Idiopathic pulmonary fibrosis (IPF) is a clinically refractory disease with a life expectancy of 2-6 years after
diagnosis. Despite decades of extensive research, effective treatments for IPF are disappointingly limited.
There is a pressing need for discovering novel therapeutic strategies based on better understanding of the
disease pathogenesis. This program is based on my prior work and vision that lung fibrosis is characterized by
perturbations of distinct core metabolic programs in different types of pulmonary cells, a potentially paradigm-
shifting concept that has just begun to be appreciated. Delineation of how core metabolic pathways are
specifically regulated, particularly at the epigenetic level by specific miRNAs, in different pulmonary cell types,
how they contribute to the pro-fibrotic phenotypic alterations of the affected cells, and how metabolic
intermediators act in intercellular communication to promoter pulmonary cell dysfunction will significantly
advance our understanding of the pathogenesis of lung fibrosis.
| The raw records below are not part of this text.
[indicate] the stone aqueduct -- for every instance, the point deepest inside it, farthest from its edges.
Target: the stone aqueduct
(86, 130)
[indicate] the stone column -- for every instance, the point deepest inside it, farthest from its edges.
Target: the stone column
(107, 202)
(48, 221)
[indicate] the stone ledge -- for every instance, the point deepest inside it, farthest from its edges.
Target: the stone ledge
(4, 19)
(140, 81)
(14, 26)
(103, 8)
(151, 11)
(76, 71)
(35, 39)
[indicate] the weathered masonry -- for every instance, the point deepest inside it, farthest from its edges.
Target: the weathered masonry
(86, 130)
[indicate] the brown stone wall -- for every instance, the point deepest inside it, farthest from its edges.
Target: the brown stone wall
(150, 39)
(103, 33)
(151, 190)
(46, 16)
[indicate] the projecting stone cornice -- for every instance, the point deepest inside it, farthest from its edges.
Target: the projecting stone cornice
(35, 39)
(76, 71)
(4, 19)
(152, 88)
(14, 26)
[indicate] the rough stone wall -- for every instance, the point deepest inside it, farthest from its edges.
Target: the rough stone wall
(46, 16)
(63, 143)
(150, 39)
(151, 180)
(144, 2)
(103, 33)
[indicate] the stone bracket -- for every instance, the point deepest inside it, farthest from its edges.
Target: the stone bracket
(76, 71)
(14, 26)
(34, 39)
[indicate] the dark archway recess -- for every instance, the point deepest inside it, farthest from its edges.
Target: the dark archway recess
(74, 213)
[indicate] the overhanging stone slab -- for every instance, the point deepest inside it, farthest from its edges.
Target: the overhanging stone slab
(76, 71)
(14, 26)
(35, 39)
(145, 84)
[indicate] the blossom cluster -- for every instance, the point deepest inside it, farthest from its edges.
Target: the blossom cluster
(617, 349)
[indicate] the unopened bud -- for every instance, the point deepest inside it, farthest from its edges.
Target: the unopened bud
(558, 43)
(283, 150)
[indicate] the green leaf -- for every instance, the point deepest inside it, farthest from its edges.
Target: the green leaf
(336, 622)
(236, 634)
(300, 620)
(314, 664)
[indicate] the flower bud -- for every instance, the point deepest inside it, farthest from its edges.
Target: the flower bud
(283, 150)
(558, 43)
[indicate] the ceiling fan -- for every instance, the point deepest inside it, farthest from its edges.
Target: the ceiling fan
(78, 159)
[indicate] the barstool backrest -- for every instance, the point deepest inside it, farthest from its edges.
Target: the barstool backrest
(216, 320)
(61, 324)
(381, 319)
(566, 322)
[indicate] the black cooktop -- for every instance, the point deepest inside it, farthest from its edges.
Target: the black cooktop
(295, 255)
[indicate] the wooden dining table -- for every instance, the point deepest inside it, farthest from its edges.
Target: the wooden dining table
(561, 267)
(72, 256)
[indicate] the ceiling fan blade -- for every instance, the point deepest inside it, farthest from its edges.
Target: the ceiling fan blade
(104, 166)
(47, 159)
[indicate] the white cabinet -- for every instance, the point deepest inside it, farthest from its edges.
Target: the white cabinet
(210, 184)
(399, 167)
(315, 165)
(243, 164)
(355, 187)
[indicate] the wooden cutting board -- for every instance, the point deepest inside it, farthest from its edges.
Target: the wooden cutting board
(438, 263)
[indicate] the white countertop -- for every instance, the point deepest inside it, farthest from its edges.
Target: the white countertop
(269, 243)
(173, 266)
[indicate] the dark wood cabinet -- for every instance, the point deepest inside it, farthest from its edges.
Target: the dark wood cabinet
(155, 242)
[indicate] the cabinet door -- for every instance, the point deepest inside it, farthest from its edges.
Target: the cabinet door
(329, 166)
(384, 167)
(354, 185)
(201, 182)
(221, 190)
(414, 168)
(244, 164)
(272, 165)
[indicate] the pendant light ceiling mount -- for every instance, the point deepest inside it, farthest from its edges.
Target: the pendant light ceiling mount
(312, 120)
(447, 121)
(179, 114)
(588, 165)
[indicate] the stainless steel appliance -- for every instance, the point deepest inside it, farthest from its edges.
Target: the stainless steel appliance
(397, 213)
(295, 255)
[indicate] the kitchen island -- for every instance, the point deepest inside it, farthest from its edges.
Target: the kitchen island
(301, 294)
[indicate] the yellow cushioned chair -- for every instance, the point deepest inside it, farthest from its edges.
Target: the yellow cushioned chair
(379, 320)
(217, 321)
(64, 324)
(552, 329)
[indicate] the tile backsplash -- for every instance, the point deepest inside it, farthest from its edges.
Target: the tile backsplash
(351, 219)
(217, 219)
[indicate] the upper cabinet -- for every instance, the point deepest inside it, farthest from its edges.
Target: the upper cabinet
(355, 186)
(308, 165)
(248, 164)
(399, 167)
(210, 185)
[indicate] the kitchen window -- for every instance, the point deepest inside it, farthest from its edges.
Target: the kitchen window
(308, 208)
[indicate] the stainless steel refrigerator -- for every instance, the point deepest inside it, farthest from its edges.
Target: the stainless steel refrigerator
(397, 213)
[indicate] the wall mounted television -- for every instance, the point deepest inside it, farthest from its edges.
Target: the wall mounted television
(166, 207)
In this program, we will use genetic, epigenetic
and pharmacological approaches to fine-tune dysregulated core metabolic program in the lung to gain novel
insight into the contributions of core metabolic abnormalities to lung fibrosis pathogenesis and to determine the
best strategies to fix these metabolic aberrations for treating this disease. I believe that my program will lay a
solid foundation for designing potentially ground-braking metabolic approaches to effective lung fibrosis
therapies. My program will also shed new light into disease mechanism of many other mechanistically related
pulmonary disorders, such as pulmonary hypertension and COPD.